Kendimi bildim bileli çiziyorum. Yetenekli olduğumu ise üniversite döneminde sınava hazırlanmak için gittiğim kursta fark ettim. Orada başkalarıyla kendimi kıyaslama şansım oldu.
* Üniversiteden atıldığınız dönemde Leman, L-Manyak ve Atom’da da çizerlik yaptınız. Mizah dergileri ile yolunuz nasıl kesişti?
Okuldan atıldığım yaz Oky ve Memo Tembelçizer ile tanıştım. Beni Galip Tekin’e götürdüler. Galip hocanın yetiştirdiği son isim de benim herhalde. Bana teknikleri öğretti. Bahsettiğiniz dergilerde çizmeye başladım. Bu altı yıl sürdü. Ardından editörlerle anlaşamadığım için ayrıldım.
* Neydi anlaşamadığınız konu?
Ben gerçekçi çizgi roman yapmak istiyordum, sanırım onlar da beni mizaha yönlendirmek istiyorlardı. Türkiye’de mizah satıyor gibi bir imaj var. Bunu dergi editörleri yaratıyor. Türkiye’de ciddi bir çizgi roman okuyucusu var. Yabancı çeviri çizgi romanlarının satışından belli bu. Ama bu kitle ihmal ediliyor, yeterince ilgilenilmiyor.
“Çizdiğim kartlar internette birkaç saat içinde tükeniyor”
* En son Marvel Dangerous Divas isimli bir Sketch card serisi hazırladınız. Bu işe nasıl başladınız? Şu an neler yapıyorsunuz?
Rittenhouse Archives editörü Robert Kholbus ile internet üzerinden iletişime geçtik. Deviantart gibi çizim-illüstrasyon sitelerindeki çalışmalarımı görmüş. Marvel Dangerous Divas, Marvel’in tüm çizgi kadın kahramanlarının yer aldığı bir seri. Benim firma için hazırladığım ikinci set. Daha önce de Marvel Heroes and Villians serisini çizmiştim. Dün de Upper Deck firması ile anlaşma imzaladım. Oraya da Captain America ve Avengers kart serileri hazırlayacağım. Breygent için Vampirella serisi hazırlıyorum. Ayrıca Image Comics için de çizmeye devam ediyorum. Mütevazı davranamayacağım. Kısa süredir çiziyor olmama rağmen geniş bir alıcı kitlesi oluşturdum.

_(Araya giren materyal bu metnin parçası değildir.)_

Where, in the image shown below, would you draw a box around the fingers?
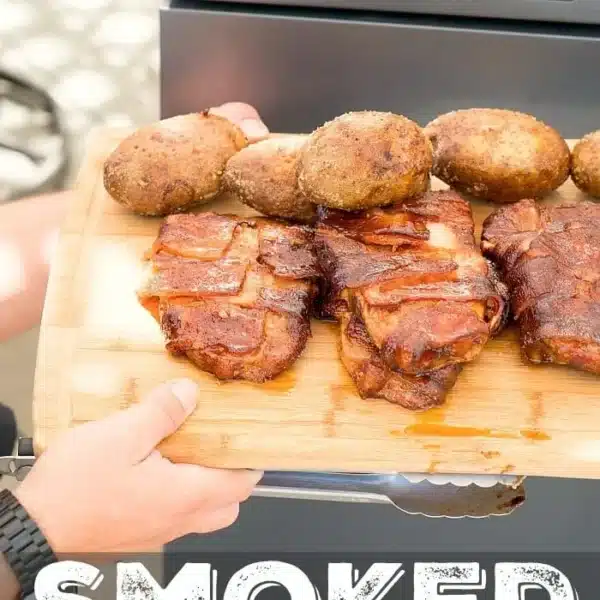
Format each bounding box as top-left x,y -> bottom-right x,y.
102,379 -> 198,464
210,102 -> 269,143
137,452 -> 263,515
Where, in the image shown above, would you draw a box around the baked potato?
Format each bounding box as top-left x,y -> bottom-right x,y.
298,111 -> 432,211
223,135 -> 317,223
104,111 -> 248,216
571,129 -> 600,198
425,108 -> 570,203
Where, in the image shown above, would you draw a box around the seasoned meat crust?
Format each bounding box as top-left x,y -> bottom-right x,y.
481,200 -> 600,374
138,212 -> 319,383
340,312 -> 462,410
315,191 -> 507,376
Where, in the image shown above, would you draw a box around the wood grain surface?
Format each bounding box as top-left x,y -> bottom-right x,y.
34,129 -> 600,478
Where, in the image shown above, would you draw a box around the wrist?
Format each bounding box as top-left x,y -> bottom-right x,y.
0,490 -> 56,597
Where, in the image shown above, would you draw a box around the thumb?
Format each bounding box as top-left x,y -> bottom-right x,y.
103,379 -> 198,463
210,102 -> 269,143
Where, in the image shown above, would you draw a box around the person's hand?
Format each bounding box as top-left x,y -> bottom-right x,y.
15,380 -> 262,554
209,102 -> 269,143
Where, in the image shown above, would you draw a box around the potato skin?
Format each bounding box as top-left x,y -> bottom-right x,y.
425,108 -> 570,203
571,129 -> 600,198
104,111 -> 248,216
223,135 -> 317,223
298,111 -> 432,211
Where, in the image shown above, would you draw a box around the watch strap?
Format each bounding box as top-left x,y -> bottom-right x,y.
0,490 -> 57,598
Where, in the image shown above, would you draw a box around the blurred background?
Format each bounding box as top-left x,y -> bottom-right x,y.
0,0 -> 163,454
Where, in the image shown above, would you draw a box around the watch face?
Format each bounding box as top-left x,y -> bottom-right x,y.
0,70 -> 67,204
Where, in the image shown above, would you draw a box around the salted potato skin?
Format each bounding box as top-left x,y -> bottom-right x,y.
104,111 -> 248,216
223,135 -> 317,223
571,130 -> 600,198
298,111 -> 432,211
425,108 -> 570,203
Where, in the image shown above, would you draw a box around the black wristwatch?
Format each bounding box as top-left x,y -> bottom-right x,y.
0,490 -> 57,600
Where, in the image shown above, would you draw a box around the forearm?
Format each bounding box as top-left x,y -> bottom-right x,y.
0,553 -> 20,600
0,192 -> 70,342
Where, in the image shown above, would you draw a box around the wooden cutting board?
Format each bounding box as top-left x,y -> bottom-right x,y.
34,130 -> 600,478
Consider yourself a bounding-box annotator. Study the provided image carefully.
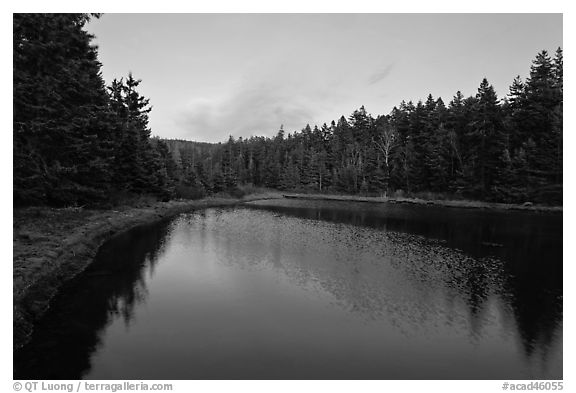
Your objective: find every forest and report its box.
[13,14,563,206]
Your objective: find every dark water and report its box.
[14,200,563,379]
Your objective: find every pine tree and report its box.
[13,14,113,205]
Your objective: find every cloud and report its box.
[176,77,314,142]
[368,63,394,85]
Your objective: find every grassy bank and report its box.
[283,192,562,213]
[13,192,282,348]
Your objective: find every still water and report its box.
[14,200,562,379]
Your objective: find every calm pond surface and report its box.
[14,200,563,379]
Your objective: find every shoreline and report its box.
[282,193,563,213]
[13,191,562,350]
[12,193,282,350]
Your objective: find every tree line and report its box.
[13,14,174,206]
[13,14,563,206]
[177,48,563,204]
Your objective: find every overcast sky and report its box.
[87,14,562,142]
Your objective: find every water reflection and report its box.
[14,222,169,379]
[15,201,562,379]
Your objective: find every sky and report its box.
[87,14,562,142]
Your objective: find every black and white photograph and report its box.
[7,8,570,386]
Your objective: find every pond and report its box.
[14,200,563,379]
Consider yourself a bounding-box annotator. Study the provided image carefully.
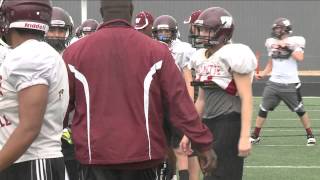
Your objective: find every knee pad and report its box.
[258,109,268,118]
[296,111,306,117]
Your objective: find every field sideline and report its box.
[243,97,320,180]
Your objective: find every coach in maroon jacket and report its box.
[63,0,216,180]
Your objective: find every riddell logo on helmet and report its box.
[24,22,46,31]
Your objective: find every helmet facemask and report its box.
[271,26,291,39]
[191,24,229,48]
[152,28,177,44]
[45,26,72,52]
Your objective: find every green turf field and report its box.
[243,97,320,180]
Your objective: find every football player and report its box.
[63,0,215,180]
[152,15,195,179]
[45,7,74,53]
[250,17,316,146]
[0,0,69,180]
[80,19,99,37]
[190,7,257,180]
[134,11,154,37]
[183,10,202,44]
[45,7,80,180]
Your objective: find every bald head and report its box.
[100,0,133,22]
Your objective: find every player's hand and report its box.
[198,149,218,176]
[238,137,251,157]
[254,72,264,80]
[179,135,193,155]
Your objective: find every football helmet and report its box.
[80,19,99,36]
[192,7,234,48]
[0,0,52,35]
[45,7,74,52]
[271,17,292,39]
[74,25,81,38]
[152,15,178,44]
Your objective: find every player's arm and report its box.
[291,51,304,62]
[195,87,205,117]
[0,85,48,171]
[182,66,194,101]
[233,73,252,157]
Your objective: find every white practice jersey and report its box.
[0,40,69,163]
[265,36,306,83]
[0,41,9,67]
[170,38,196,72]
[189,44,257,94]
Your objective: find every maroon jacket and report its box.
[63,20,212,165]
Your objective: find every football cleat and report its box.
[307,134,316,146]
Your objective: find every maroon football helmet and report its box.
[0,0,52,35]
[152,15,178,43]
[45,7,73,52]
[81,19,99,35]
[271,17,292,39]
[192,7,234,48]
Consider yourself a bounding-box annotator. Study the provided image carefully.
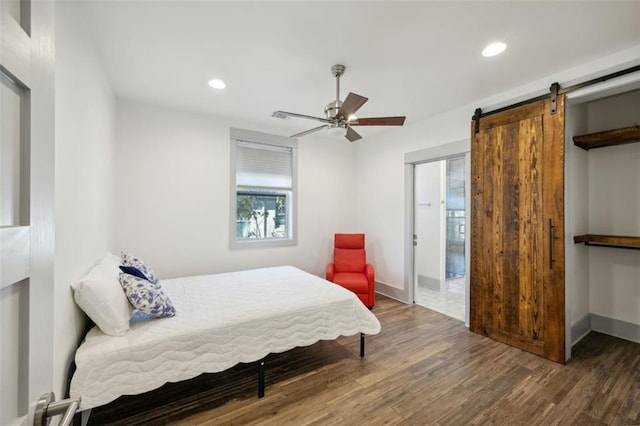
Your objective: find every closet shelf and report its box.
[573,234,640,250]
[573,126,640,150]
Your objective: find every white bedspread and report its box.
[71,266,380,410]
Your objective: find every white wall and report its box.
[356,46,640,292]
[53,2,115,399]
[588,91,640,325]
[112,101,357,278]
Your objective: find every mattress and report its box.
[70,266,380,410]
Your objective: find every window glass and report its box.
[231,129,296,248]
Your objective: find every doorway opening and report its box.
[413,154,467,321]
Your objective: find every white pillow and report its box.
[71,253,132,336]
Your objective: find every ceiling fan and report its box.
[271,65,406,142]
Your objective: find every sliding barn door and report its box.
[470,95,565,363]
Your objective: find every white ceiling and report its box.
[83,0,640,137]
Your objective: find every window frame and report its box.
[229,128,298,249]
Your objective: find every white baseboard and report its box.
[571,314,591,346]
[591,314,640,343]
[376,281,411,304]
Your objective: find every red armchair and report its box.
[326,234,376,309]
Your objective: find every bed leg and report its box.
[258,360,264,398]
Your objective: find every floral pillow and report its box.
[120,272,176,318]
[121,252,158,284]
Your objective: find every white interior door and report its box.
[0,0,54,425]
[414,160,445,304]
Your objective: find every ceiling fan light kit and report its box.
[271,64,405,142]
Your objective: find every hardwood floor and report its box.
[89,296,640,425]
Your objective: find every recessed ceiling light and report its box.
[209,78,227,89]
[482,41,507,58]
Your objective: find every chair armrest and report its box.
[325,263,335,282]
[364,263,376,283]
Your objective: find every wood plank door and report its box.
[469,95,565,363]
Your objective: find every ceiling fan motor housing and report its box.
[324,99,342,120]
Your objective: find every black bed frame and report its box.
[258,333,364,398]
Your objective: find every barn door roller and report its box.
[549,82,560,115]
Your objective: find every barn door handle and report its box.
[549,218,555,269]
[33,392,80,426]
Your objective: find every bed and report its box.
[70,266,380,410]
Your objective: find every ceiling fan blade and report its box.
[344,126,362,142]
[349,117,406,126]
[290,124,329,138]
[271,111,333,123]
[336,93,369,120]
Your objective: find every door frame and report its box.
[396,139,471,327]
[0,1,55,425]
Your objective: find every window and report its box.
[230,129,297,248]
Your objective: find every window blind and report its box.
[236,141,292,188]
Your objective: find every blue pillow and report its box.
[120,266,150,281]
[121,252,158,283]
[120,272,176,318]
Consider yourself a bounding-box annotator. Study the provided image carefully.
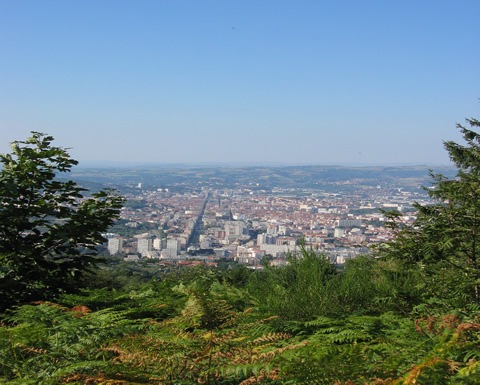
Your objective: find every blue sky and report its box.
[0,0,480,165]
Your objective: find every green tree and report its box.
[386,119,480,308]
[0,132,123,309]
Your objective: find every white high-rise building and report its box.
[107,237,123,255]
[137,238,153,257]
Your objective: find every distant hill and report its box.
[66,166,455,190]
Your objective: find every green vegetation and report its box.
[0,132,123,310]
[0,120,480,385]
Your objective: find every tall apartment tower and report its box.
[137,238,153,257]
[107,237,123,255]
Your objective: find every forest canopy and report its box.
[0,119,480,385]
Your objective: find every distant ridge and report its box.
[76,160,453,169]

Kartlarımın satışa çıkacağını internette duyurduktan sonra birkaç saat içinde hepsi yüksek fiyatlara satılıyor.
Sketch card nedir?
Çizgi roman meraklıları ve koleksiyonerler tarafından toplanılan, değiş tokuş da edilen minik kartlar. Forumlarda bu kartlar hakkında “Cepte taşınan sanat eserleri” deniyor. Kartların üzerlerinde çizgi roman kahramanları ya da serüvenlerinin çizimleri bulunuyor. Firmalar senede yaklaşık iki set kart üretiyor. Bir sette 20-200 arasında kart bulunuyor fiyatları ise 5-10 dolar arasında değişiyor. Çizerlerin orijinal kartları, ebay gibi sitelerden tanesi 1000 dolara müşteri bulabiliyor.